足が開きにくい、前屈が苦手、歩幅が狭いといった症状が出やすい部位です。仰向けでの股関節の曲げ伸ばし、足を開閉するゆっくりとした運動、お尻の奥(梨状筋周囲)の緩やかな動きが取り入れやすいセルフケアです。

膝関節

曲げ伸ばしの角度が立ち上がりや踏ん張りに直結する部位です。椅子に座って膝を伸ばす、膝を抱え込むように曲げる、タオルを使った自動介助運動が基本になります。

足首(足関節)

歩行や立ち姿勢に影響しやすい部位で、反り腰や膝の使い方の癖にもつながることがあります。つま先を上下に動かす、足首の円運動、壁を使ったアキレス腱周囲の可動域運動を取り入れてみましょう。

安全に進めるための注意点

  • 痛みを無理に我慢して動かさない
  • 運動中に呼吸を止めない
  • 反動をつけて勢いよく動かさない
  • 1回で大きく変わるものではなく、継続が重要

特に「痛いけど頑張れば動く」という進め方は、かえって硬さを助長することがあるため注意が必要です。ストレッチとの違いや正しいやり方についてはストレッチの効果と正しいやり方の記事でも詳しく解説しています。

整体院でのサポートが役立つ理由

ROMトレーニングは自宅でも実践できますが、専門的なケアには次のようなメリットがあります。
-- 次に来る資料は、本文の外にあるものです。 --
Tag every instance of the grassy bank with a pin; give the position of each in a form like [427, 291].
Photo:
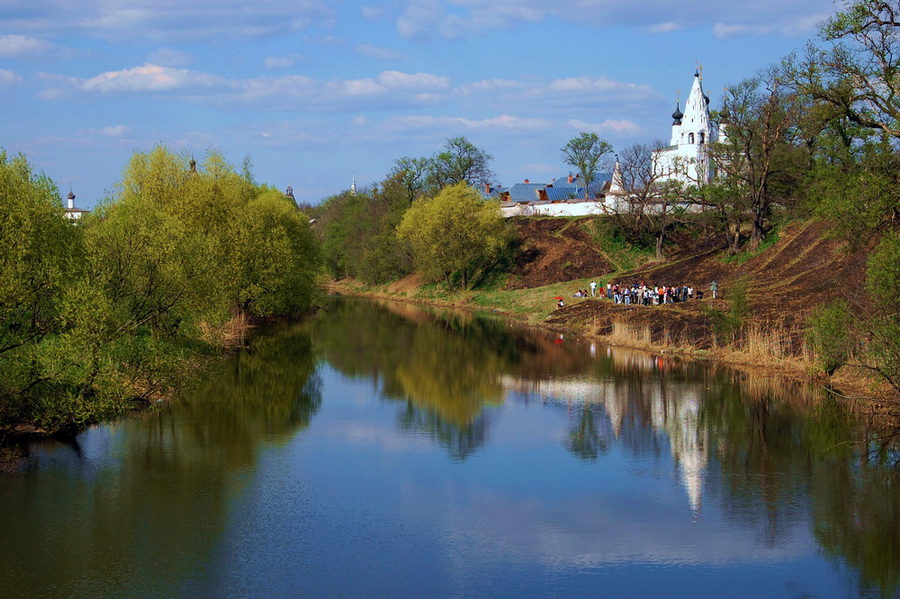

  • 自分では届かない深部の関節包・靭帯の硬さに他動運動で対応しやすい
  • 関節だけでなく筋肉のアンバランスや姿勢の癖も含めて総合的にチェックできる
  • 硬さの原因は人によって異なるため、個別に合ったセルフROMを提案できる
  • 定期的なチェックにより、一人では続けにくい継続の習慣化がしやすくなる
ここがポイント!
セルフROMと専門的な施術を組み合わせることで、深部の硬さと表層の筋肉・姿勢の両方にアプローチしやすくなります。

まとめ

関節可動域は日常生活のあらゆる動作とつながっており、硬くなってから気づくことが少なくありません。ROMトレーニングは体の動きをスムーズに保つための基本的なケアであり、自宅でのセルフケアと専門的な施術を組み合わせることで、より動かしやすい体づくりを目指すことができます。

  • 関節可動域が狭くなる背景には筋肉・関節包・姿勢・活動量が関係している
  • ROMトレーニングには他動運動・自動介助運動・自動運動の3種類がある
  • 痛みを我慢せず、呼吸を止めず、継続することが安全に進めるポイント

よくある質問

Q. ROMトレーニングはどのくらいの頻度で行うのがよいですか?

A. 可動域は一度で大きく変わるものではないため、無理のない範囲で毎日少しずつ続けることが望ましいとされています。個人差があるため、ご自身の体調に合わせて調整してください。

Q. 痛みがあるときは行わない方がよいですか?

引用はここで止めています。